Je crois que si des débats publics dérapent, comme ce fut le cas lors de celui du samedi 23 novembre, à l’UQÀM, ce n’est pas tant en raison du port, ou non, du signe religieux ostentatoire comme tel, mais plutôt parce que le gouvernement s’en mêle.  Avant qu’il soit question de la charte du gouvernement actuel, de tels débats dérapaient-ils autant?  D’abord, avaient-ils lieu?  Parlait-on des signes religieux en général, et du voile en particulier, dans les bulletins de nouvelles, au même rythme qu’on le fait depuis le début de l’automne?  Force est d’admettre que la réponse est non.  À part pendant la période communément dite des “accommodements déraisonnables”, qui a donnée naissance à la commission Bouchard-Taylor, le Québec vivait, somme toute, dans un climat qu’on pourrait facilement qualifier d’harmonieux.  Bien sûr, il y avait bien quelques demandes d’accommodements, ici et là, que des médias montaient en épingle, à l’occasion, mais ces cas isolés s’estompaient aussi vite qu’ils étaient lancés, sauf peut-être aux yeux d’une certaine frange xénophobe, qui ne représente pas la majorité de la population.  Et aux yeux du gouvernement actuel, il va sans dire.

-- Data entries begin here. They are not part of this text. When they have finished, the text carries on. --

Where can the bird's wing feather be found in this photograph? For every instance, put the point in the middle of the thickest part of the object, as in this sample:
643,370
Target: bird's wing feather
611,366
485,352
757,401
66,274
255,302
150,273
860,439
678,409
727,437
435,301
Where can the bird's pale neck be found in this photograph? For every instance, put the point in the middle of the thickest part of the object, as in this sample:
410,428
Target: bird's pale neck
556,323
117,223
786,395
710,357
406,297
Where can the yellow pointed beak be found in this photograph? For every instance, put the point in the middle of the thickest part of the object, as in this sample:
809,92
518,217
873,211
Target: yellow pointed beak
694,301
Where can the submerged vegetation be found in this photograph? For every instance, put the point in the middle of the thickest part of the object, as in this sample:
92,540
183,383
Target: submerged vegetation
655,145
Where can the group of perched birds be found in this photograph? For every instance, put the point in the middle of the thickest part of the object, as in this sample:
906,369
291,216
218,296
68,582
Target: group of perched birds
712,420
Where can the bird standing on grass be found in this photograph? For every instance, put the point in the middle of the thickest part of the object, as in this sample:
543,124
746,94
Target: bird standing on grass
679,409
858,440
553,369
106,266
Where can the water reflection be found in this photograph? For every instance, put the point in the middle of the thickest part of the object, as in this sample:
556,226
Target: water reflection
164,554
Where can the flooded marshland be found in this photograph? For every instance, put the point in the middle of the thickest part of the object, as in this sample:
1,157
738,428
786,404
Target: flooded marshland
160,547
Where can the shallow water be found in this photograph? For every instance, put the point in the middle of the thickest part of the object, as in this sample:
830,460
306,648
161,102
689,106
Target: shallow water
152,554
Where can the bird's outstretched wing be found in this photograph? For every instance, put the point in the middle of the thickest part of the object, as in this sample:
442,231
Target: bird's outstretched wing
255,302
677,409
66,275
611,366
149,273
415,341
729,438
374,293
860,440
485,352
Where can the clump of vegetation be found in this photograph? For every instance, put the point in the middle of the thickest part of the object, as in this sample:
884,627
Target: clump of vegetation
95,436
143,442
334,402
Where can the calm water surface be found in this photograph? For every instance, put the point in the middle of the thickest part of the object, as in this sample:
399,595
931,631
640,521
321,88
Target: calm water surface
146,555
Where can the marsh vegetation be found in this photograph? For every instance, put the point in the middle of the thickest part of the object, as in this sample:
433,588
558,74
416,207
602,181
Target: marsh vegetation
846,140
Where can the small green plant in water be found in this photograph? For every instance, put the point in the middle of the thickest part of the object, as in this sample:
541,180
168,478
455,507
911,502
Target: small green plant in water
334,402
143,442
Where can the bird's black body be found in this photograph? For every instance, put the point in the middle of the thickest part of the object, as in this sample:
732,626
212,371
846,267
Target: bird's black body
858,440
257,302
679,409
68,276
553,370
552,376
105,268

Quant à l’affirmation que “La charte proposée par le gouvernement est tout sauf ambigüe”, je m’excuse à l’avance, mais permettez-moi d’en rire! Il y a des exceptions, et des exemptions, par dizaines, dans cette proposition de charte.  De la mesure des crucifix, jusqu’aux “droit acquis” pour le personnel déjà en place, j’en passe, et des meilleures.  Cette proposition de charte fut principalement avancée par le gouvernement minoritaire du Parti québécois dans le but de soulever le côté émotif des québécois dits “de souche”, afin de les amener à voter pour le parti, de façon à former un gouvernement majoritaire, lors d’une éventuelle élection générale référendaire.  Et le côté émotif des québécois a bien répondu, surtout en région, là où le “problème de l’immigration” n’est vu à peu près nulle part, sauf aux nouvelles du soir, ou quand un groupe de touristes étrangers traverse leur patelin.  Sur les médias sociaux, j’ai lu des dizaines et des dizaines de commentaires du genre “s’ils ne sont pas contents, ils n’ont qu’à retourner dans leur pays!”  Or, les gens des régions n’ont pas à vivre l’afflux d’immigrants au quotidien; les municipalités sont, pour la plupart, en déclin de population, et ce depuis des années.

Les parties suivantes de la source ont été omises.